The Loft Live was a weekly live variety hour television program produced by RMITV that broadcast on C31 Melbourne. The cast included Rove McManus (1997–1999), Scott Brennan, Peter Helliar, Adam Richard, Myf Warhurst, Ged Wood, Bert Kennedy, Kim Hope, Matilda Donaldson, Bernie Carr, and special reporters. Like its predecessor Under Melbourne Tonight, The Loft Live provided a platform for up-and-coming talent to get airtime; it gained a following between 50,000 and 100,000 viewers a week.

==Guests==
Guests on the show included Larry Emdur, Livinia Nixon, John Brumby, Nadine Garner, Judith Lucy, Jeremy Sims, Neville Stonehouse, Dylan Lewis, Francis Leach, John Safran, Edwin Maher.

==Cast==

| Presenter | Role | Tenure |
|---|---|---|
| Rove McManus | Host | 1997-1999 |
| Ged Wood | Host |  |
| Kim Hope | Host |  |
| Peter Helliar | Supporting cast |  |
| Scott Brennan | Supporting cast |  |
| Adam Richard | Supporting cast |  |
| Myf Warhurst | Supporting cast |  |
| Bert Kennedy | Supporting cast |  |
| Matilda Donaldson | Supporting cast |  |
| Bernie Carr | Supporting cast |  |

==John Safran==
In 2004, the first episode of John Safran vs God featured footage from The Loft Live. Episode 1 follows the plot that John Safran had appeared on The Loft Live with Rove McManus in 1997 after gaining popularity on the ABC TV show Race Around the World.
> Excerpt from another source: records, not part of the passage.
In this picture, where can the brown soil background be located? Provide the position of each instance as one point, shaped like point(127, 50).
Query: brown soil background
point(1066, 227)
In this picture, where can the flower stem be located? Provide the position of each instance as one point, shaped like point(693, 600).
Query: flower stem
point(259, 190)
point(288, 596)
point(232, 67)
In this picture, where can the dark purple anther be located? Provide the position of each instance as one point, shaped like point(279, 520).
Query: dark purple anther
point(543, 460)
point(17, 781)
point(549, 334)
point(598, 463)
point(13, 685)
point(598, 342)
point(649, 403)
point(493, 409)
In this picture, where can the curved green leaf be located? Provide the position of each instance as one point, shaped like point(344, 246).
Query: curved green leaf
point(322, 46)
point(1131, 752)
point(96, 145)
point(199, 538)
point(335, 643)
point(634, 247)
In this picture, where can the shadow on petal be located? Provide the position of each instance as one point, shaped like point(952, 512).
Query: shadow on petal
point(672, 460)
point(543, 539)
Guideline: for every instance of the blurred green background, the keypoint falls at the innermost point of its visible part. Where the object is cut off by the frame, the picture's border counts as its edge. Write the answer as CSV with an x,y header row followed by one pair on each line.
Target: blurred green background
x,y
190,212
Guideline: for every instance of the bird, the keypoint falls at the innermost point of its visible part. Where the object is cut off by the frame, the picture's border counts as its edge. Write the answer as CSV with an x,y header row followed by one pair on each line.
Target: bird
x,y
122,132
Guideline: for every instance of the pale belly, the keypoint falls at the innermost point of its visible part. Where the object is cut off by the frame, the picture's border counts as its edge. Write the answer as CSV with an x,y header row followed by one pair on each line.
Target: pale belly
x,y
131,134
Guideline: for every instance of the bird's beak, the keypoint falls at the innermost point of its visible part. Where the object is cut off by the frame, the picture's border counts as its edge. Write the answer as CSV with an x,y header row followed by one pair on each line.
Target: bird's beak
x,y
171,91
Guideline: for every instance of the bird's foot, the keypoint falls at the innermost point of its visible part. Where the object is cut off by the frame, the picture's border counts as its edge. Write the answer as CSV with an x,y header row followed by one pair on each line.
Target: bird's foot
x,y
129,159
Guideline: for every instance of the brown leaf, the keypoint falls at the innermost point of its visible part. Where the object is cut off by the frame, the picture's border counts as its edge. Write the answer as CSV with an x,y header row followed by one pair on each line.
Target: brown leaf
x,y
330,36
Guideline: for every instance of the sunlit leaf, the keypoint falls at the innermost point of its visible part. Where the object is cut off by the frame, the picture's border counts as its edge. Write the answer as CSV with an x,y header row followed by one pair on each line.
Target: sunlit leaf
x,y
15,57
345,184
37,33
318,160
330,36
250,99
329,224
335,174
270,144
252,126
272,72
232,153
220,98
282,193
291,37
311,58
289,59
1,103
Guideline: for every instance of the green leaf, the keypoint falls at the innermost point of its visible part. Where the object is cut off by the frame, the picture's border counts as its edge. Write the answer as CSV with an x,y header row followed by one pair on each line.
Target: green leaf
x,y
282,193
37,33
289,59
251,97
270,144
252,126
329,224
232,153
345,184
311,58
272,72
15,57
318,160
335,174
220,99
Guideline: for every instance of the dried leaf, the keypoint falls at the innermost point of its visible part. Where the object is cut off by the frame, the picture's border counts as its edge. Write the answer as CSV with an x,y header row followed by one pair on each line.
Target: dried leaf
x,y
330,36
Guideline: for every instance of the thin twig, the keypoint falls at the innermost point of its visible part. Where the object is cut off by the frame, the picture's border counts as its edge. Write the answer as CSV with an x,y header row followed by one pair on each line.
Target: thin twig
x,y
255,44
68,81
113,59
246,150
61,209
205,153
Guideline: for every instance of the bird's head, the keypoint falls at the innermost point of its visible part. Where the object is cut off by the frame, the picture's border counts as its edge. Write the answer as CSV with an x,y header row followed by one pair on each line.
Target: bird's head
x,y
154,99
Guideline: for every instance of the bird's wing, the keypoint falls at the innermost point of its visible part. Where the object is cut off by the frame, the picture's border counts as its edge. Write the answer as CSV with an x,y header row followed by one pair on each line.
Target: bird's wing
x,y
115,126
After the taping of the episode of The Loft, Rove promised Safran that "If I ever can do anything for you ever, just ask". Five years later, in 2002, Safran's career had taken a beating after termination of his pilot commissioned by the ABC for an altercation he had with Ray Martin during the filming John Safran: Media Tycoon. By this stage, McManus was already at the top of Australian TV, routinely attracting more than a million viewers per episode on Rove Live. Wanting to gain publicity for his new SBS show John Safran's Music Jamboree, according to Safran, the SBS publicist had tentatively booked him in as a guest on Rove Live. However, before the taping of Rove Live, American singer P!nk replaced Safran as the guest. In 2004, in response to the perceived snub, Safran took a trip to the UK to jokingly get a fatwa put upon Rove by Omar Bakri Muhammad. The fatwa was later taken off when Omar Bakri was told by Safran that the pictures showing McManus mocking Islam were falsified. Safran later appeared on Rove in 2009 and thanked McManus for having him on despite the fatwa incident.